False delivery-notification texts
This simple ruse is especially effective during the holidays, when many of us are getting numerous text messages about incoming packages. In a typical scenario, you’ll be asked to click on a link prompting you to enter personal information to verify your delivery. The trick here is that, believing you are already in a safe space, your guard will be totally down.
Sometimes, the link will install malware on your phone or computer to secretly steal your information. And occasionally, you’ll even be asked to call an “operator,” who of course will need your account information to verify your purchase. Don’t fall for it.
One unwelcome side effect of the home-delivery boom has been the rise of the porch pirate.
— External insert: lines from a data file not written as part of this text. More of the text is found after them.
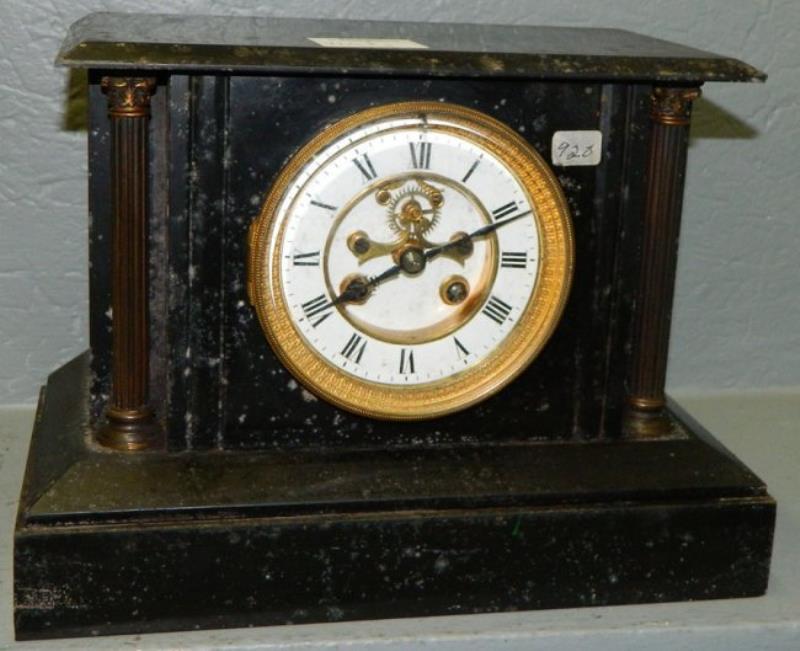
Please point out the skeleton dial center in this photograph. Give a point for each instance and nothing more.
(408, 251)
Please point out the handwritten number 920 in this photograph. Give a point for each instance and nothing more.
(568, 151)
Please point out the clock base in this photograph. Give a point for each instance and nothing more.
(112, 543)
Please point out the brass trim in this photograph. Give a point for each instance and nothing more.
(521, 345)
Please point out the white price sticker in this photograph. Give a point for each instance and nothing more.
(572, 148)
(372, 43)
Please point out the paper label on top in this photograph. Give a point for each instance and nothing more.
(572, 148)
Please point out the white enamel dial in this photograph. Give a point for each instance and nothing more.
(404, 258)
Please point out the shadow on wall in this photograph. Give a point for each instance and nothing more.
(75, 116)
(712, 121)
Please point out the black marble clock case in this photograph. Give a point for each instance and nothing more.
(265, 505)
(217, 143)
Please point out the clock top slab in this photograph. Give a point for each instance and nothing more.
(320, 46)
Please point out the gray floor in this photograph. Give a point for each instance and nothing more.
(762, 428)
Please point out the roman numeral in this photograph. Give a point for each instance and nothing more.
(406, 361)
(471, 169)
(317, 309)
(306, 259)
(496, 310)
(420, 155)
(352, 348)
(504, 211)
(319, 204)
(365, 167)
(461, 350)
(513, 259)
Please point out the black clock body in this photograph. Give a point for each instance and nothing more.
(214, 377)
(196, 484)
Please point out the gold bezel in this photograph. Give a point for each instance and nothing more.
(475, 383)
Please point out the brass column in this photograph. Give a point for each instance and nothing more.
(130, 421)
(670, 112)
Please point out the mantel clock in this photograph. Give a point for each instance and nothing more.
(379, 327)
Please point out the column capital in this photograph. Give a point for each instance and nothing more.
(672, 106)
(128, 96)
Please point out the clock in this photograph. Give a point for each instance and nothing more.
(379, 324)
(411, 259)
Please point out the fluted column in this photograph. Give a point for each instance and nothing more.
(670, 113)
(130, 421)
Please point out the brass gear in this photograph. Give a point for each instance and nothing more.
(411, 211)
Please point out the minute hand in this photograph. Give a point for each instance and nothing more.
(480, 232)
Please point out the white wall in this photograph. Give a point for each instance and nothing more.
(737, 311)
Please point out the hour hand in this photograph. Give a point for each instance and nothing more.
(365, 248)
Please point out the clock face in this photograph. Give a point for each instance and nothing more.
(411, 260)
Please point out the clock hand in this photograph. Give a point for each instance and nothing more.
(467, 238)
(413, 261)
(358, 289)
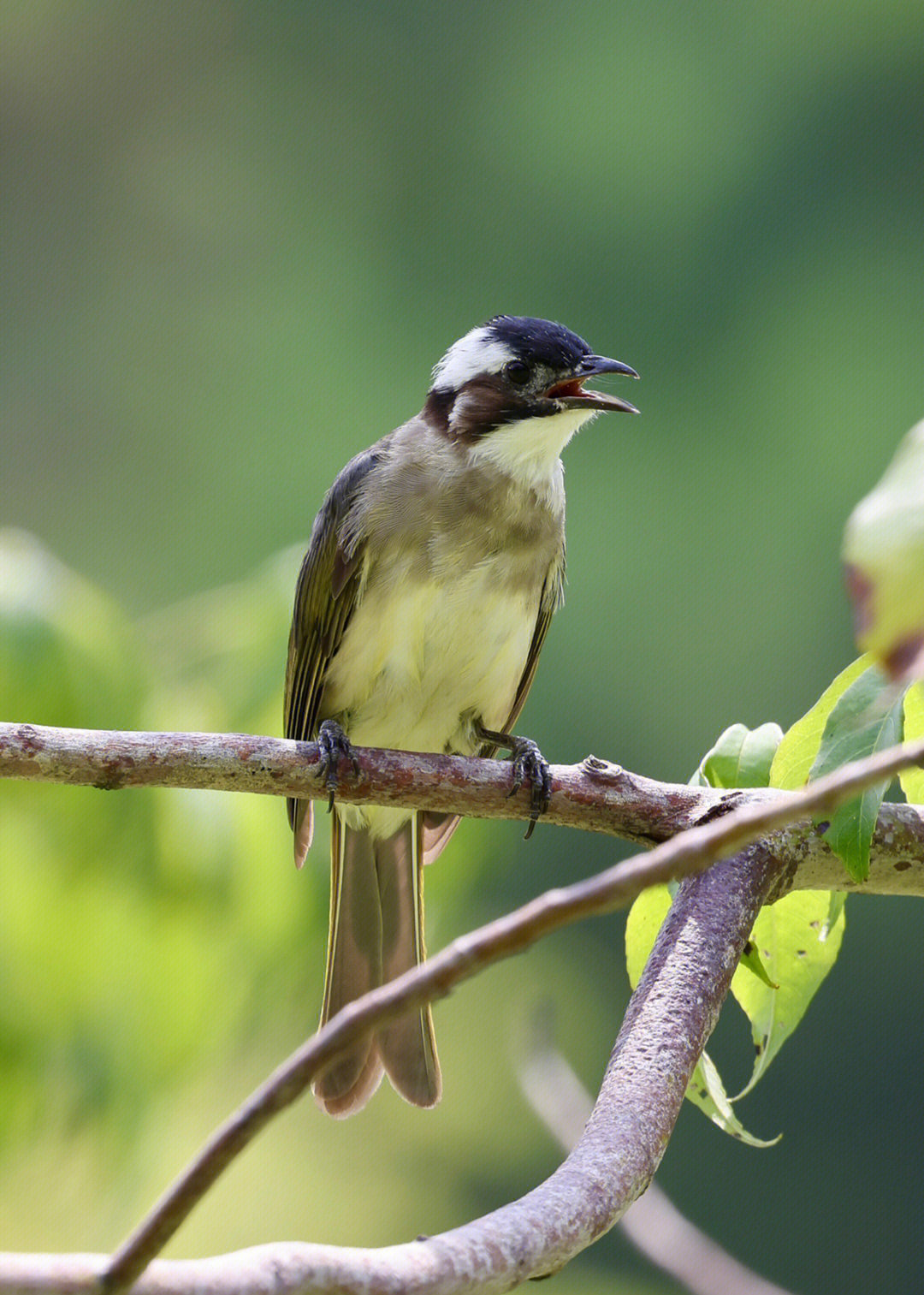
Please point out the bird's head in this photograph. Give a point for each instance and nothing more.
(514, 390)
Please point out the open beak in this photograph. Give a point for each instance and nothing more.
(572, 394)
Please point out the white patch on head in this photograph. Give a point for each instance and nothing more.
(528, 449)
(475, 353)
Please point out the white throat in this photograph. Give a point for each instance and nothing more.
(530, 449)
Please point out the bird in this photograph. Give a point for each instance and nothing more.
(434, 568)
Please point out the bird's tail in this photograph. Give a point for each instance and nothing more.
(376, 934)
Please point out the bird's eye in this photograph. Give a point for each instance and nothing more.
(518, 371)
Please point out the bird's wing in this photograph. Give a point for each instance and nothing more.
(550, 600)
(325, 597)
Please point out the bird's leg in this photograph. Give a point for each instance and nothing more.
(333, 744)
(530, 765)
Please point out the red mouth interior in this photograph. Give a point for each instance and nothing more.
(572, 388)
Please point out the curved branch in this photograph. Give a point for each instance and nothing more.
(593, 795)
(687, 853)
(666, 1025)
(653, 1224)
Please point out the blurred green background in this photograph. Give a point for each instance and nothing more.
(236, 239)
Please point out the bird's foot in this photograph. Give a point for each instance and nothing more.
(335, 745)
(530, 765)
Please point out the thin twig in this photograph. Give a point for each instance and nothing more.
(669, 1019)
(684, 855)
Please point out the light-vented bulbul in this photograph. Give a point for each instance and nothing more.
(434, 568)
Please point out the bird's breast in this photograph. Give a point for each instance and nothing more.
(429, 650)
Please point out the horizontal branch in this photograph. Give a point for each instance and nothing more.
(687, 1007)
(595, 795)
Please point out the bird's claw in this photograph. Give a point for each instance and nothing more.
(335, 745)
(530, 765)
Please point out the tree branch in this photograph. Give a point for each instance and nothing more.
(653, 1224)
(669, 1019)
(593, 795)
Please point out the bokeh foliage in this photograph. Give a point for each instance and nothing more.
(236, 236)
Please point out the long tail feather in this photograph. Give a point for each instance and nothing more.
(408, 1047)
(353, 965)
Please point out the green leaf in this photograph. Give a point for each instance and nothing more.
(740, 757)
(706, 1090)
(799, 749)
(913, 780)
(884, 558)
(797, 939)
(643, 925)
(751, 961)
(868, 717)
Shiftily creeping up front paths across the country, these thieves steal thousands of gifts and packages every week.
But there are a few ways to help secure your deliveries. First, you could join the third of Americans who opt into delivery-tracking alerts so they know when stuff is coming. Installing a home security camera can also have a deterrent effect since thieves don’t enjoy the publicity. (A doorbell camera does the same.) And if you’re really worried, simply have packages delivered to your workplace or a nearby UPS store or post office. The porch pirates can’t steal packages that never arrive at your home in the first place.
Trusted-brand phishing attempts
Just received a really good offer from Nordstrom, Target or Amazon? Look closely again at the email or social post. Does that store logo look totally on point? Are there any giveaway spelling mistakes or grammatical errors in the copy?
Most important, hover over the link to view the URL: Does that look like a legitimate website address? Probably not. If you’re interested in the offer but suspicious, simply access the retailer’s website yourself via your browser and you’ll soon see whether it was genuine.
Holiday travel ploys
Many of us are not only traveling for the holidays but also posting about it, which creates numerous opportunities for mischief. Remember that when you post your holiday plans, you’re letting people know when you’ll be away from home and where you’re going, which potentially leaves you vulnerable on two fronts.
At this time of year, scammers energetically target travelers with bogus free holiday offers, insurance cards, visa demands, extra booking charges, etc. One popular ploy is to send out flight-cancellation emails that offer a full refund once you (naturally) provide your bank details. And beware using social media to complain about a flight or holiday, because thieves monitor travel sites and may be the first to offer their own brand of “help.”